Si les libraires de votre
pays avaient la liberté de faire imprimer vos textes, nous ne
serions pas aussi riches.
– Voilà
qui a le mérite de la clarté ! Mais revenons à notre affaire : sommes-nous
dans les temps ?
– Assurément. Nous allons pouvoir lancer la presse.
***
Wagnière
avait fait appel à un batelier pour emmener Jean-François à
Ripaille. Voyager par
le lac semblait plus sûr que par la route. Delphine n’avait, certes, aucun
intérêt à s’attaquer à Jean-François avant qu’il n’arrive à
Ripaille, mais deux précautions valaient mieux qu’une.
Quentin
l’accompagnait. La
ravisseuse avait spécifié que Savoisy devait venir seul, sinon elle
ne se montrerait pas, mais une arrivée en bateau passerait
inaperçue, le débarquement se faisant à Thonon, à un quart de lieue
du château. Constance
parvint à convaincre les deux hommes de se joindre à eux.
Une fois libérée, Chloé
aurait bien besoin d’une présence féminine.
Dans la
matinée, ils se rendirent au port de Longemalle, situé aux portes
de Genève. Le départ
des Délices s’était accompagné des pleurs déchirants de Maïette et
des encouragements de Voltaire. Mme Denis, radoucie par les malheurs de la famille
Savoisy et ulcérée par la trahison de Delphine, avait entraîné
Maïette dans sa chambre et mêlait ses larmes aux siennes.

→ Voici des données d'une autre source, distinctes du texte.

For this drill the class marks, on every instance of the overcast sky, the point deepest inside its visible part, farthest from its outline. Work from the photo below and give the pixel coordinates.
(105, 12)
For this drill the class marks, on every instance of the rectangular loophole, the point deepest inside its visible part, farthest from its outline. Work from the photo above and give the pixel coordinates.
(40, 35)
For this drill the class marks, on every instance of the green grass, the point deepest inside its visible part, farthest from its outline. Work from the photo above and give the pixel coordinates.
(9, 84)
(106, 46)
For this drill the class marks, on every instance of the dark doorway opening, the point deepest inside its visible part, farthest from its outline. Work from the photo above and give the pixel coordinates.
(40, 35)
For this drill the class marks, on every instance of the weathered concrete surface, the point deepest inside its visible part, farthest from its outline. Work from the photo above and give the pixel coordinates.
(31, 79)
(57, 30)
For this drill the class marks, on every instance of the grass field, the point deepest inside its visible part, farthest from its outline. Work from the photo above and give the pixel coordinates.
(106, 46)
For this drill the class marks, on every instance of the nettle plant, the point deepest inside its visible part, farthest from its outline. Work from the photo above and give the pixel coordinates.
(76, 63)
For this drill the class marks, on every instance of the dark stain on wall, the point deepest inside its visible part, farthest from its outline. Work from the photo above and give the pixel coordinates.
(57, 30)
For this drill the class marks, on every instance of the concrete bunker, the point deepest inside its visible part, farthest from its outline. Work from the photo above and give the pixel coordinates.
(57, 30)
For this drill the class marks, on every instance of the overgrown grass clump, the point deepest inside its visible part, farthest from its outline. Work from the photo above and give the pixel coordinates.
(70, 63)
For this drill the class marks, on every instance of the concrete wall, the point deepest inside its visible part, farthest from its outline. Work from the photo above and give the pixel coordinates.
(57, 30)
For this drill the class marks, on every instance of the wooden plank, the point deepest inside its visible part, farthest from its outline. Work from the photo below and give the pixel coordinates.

Voltaire, quant à lui, avait
remis à Justine le texte de sa prochaine pièce, Tancrède, et s’évertuait à le lui faire apprendre.
N’ayant guère la tête au
divertissement, la comédienne fut pitoyable et l’auteur peu
regardant sur son manque de conviction. Le pauvre Wagnière, pâle comme la mort, scrutait
le lac depuis les fenêtres du bureau, reprenait sa copie, faisait
une faute, chiffonnait la feuille, la lançait dans la corbeille,
retournait à la fenêtre jusqu’à ce que Voltaire lui dise d’aller
prendre l’air, sinon ils seraient bientôt à court de
papier.
Le batelier
sauta agilement sur le quai et amarra le bateau. Tenant serré contre lui la serviette
contenant le manuscrit, Jean-François accepta son aide pour sortir
de la barque. Quentin
et Constance suivirent. Devant leurs maisons, des pêcheurs vendaient les
poissons pêchés le matin : feras, ombles-chevaliers, truites,
perches aux reflets argentés. D’autres réparaient leurs filets, assis au soleil déjà
chaud de ce début avril. Les trois compagnons ne leur prêtèrent guère
d’attention. Quentin
montra au loin les tours du château de Ripaille et
s’exclama :
– Tiens, il y en a plus qu’avant.
– Vous
êtes déjà venu ? demanda Jean-François, étonné.
– Non,
enfin si, en quelque sorte, bafouilla Quentin.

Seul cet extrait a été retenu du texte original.